Yani 2050 yılında 18,6 milyon insan kanserden ölebilir!
Bu 18.6 milyonun arasında olmak istemiyorsanız, kanser ölümlerinin değiştirilebilir risklerinden uzak durmanız gerekiyor. Uzak durmanız gerekenler; tütün, alkol, mesleki riskler, obezite, yüksek kan şekeri ve hava kirliliği.
Bu etkenler erkeklerde kanserle ölümlerin yüzde 46'sında, kadınlarda ise yüzde 36'sında rol oynuyor.
***
KALİTESİZ ÇAY VE KAHVEYİ ÇOK SEVİYORUZ!
Tarım ve Orman Bakanlığı'nın taklit ve tağşiş listesinde Rize'de üretilen bir çayda gıda boyası olduğu ortaya çıktı.
Konuşulmuyor ama bazı markalarda çayın toz oranı da yüksek.
Sanırım ünlü tarihçi İlber Ortaylı, Türkiye'deki çayların Hindistan, Çin, Sri Lanka'dan gelenlere göre kalitesinin düşük olmasından bahsederken çaydaki toz oranına dikkat çekmeye çalışıyordu.

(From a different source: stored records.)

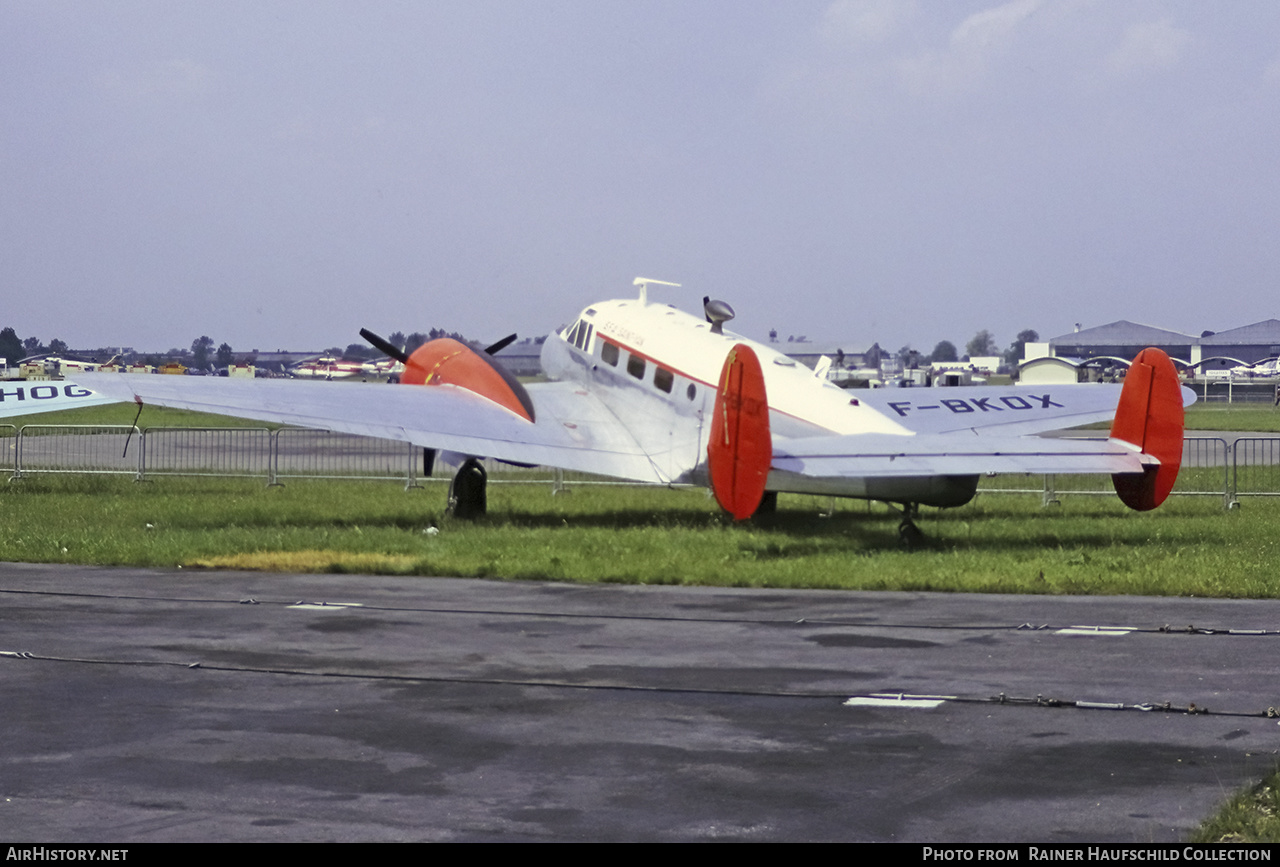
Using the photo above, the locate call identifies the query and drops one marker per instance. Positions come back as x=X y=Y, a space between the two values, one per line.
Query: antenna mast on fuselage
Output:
x=643 y=282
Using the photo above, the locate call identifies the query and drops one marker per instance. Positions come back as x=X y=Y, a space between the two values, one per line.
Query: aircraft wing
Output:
x=574 y=429
x=887 y=455
x=999 y=410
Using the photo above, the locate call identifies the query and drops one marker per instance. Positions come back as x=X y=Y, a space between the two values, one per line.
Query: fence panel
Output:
x=1256 y=466
x=78 y=448
x=8 y=447
x=208 y=451
x=305 y=453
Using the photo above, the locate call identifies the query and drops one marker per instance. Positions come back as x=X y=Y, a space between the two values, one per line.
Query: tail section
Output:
x=1150 y=416
x=740 y=450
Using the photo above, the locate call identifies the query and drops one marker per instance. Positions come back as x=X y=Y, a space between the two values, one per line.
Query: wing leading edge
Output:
x=574 y=429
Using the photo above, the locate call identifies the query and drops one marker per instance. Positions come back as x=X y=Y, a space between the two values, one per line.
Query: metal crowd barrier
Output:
x=1256 y=466
x=1211 y=465
x=206 y=451
x=9 y=446
x=78 y=448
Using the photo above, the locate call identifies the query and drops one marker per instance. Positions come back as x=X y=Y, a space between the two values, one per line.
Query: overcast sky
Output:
x=279 y=174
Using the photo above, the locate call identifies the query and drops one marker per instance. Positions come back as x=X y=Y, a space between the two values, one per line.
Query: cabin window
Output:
x=635 y=366
x=609 y=354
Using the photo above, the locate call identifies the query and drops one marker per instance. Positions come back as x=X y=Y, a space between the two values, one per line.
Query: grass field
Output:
x=1000 y=543
x=1201 y=416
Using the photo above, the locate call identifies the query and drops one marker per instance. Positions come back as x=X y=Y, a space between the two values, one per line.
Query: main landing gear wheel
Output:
x=908 y=533
x=768 y=503
x=467 y=497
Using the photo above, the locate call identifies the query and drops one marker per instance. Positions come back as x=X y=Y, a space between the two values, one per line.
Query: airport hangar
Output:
x=1080 y=354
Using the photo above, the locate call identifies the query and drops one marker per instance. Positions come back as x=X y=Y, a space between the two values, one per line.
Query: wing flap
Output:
x=574 y=429
x=888 y=456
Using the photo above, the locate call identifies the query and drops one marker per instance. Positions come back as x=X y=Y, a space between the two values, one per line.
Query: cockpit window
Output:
x=609 y=354
x=581 y=334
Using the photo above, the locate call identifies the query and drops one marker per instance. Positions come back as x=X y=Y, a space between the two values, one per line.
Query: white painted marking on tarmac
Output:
x=897 y=699
x=327 y=606
x=1096 y=630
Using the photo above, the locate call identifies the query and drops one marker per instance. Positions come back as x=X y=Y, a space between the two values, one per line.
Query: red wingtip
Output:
x=740 y=450
x=1150 y=416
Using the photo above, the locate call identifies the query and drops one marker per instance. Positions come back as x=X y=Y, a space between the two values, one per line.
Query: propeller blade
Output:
x=387 y=348
x=501 y=345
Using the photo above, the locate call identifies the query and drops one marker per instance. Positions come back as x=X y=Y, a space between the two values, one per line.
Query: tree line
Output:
x=982 y=343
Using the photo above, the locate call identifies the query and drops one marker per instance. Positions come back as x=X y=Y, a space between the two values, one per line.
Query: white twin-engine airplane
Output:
x=643 y=391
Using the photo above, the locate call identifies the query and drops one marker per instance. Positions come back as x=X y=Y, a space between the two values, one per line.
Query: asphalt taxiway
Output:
x=150 y=706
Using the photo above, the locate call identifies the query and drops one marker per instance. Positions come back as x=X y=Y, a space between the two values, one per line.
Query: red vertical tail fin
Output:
x=1150 y=416
x=741 y=448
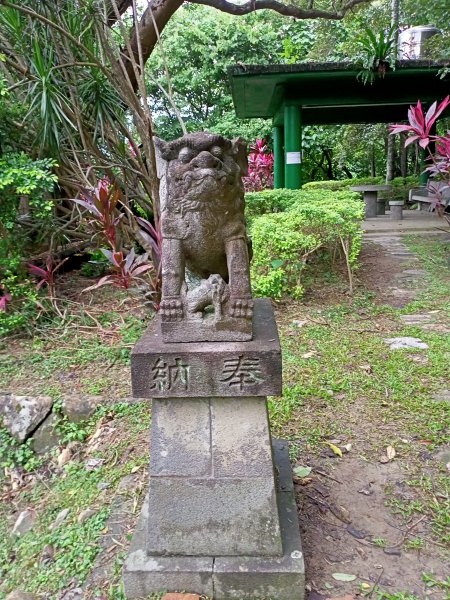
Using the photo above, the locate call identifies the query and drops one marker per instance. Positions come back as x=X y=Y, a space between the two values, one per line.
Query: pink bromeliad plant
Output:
x=260 y=168
x=421 y=126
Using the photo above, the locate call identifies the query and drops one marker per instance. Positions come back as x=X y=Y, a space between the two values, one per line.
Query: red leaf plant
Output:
x=127 y=269
x=420 y=126
x=46 y=276
x=4 y=298
x=260 y=168
x=102 y=203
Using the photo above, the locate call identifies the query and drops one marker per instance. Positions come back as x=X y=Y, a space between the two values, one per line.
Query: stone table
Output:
x=370 y=193
x=220 y=518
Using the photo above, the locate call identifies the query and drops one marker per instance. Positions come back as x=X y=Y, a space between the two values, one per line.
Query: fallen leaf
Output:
x=335 y=449
x=343 y=576
x=390 y=452
x=302 y=471
x=308 y=354
x=64 y=457
x=303 y=480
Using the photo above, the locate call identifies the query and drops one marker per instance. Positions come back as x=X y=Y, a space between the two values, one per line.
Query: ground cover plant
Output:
x=344 y=391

Elbette çayın kalitelisi tropikal bölgelerde yetişiyor.
Bizde bu iklime en yakın bölge olan Doğu Karadeniz'de de ilk kuru çay üretimi 1938 yılında gerçekleştirildi.
Türk halkı zamanla çayı o kadar çok sevdi ki, şu an Dünyada yılık kişi başı çay tüketiminde Türkiye 3,5 kilogramla birinci sırada.
Ancak çayımız, tropikal bölgelerde üretilen 'Seylan çayı' kadar kaliteli değil.
Ülkemizde üretilen daha büyük yapraklı kaliteli çay genelde yurtdışına satılıyor.
Çünkü yıllarca toz oranı yüksek çay içmeye alıştığımız ve damak zevkimiz bu yönde geliştiği için kaliteli, büyük yapraklı çay talep edilmiyor!
Talep olmayınca, arz gerçekleşmiyor.
Türk kahvesinde de durum aynı. Türk kahvesi denilen şey aslında kahvenin hazırlanış yöntemi!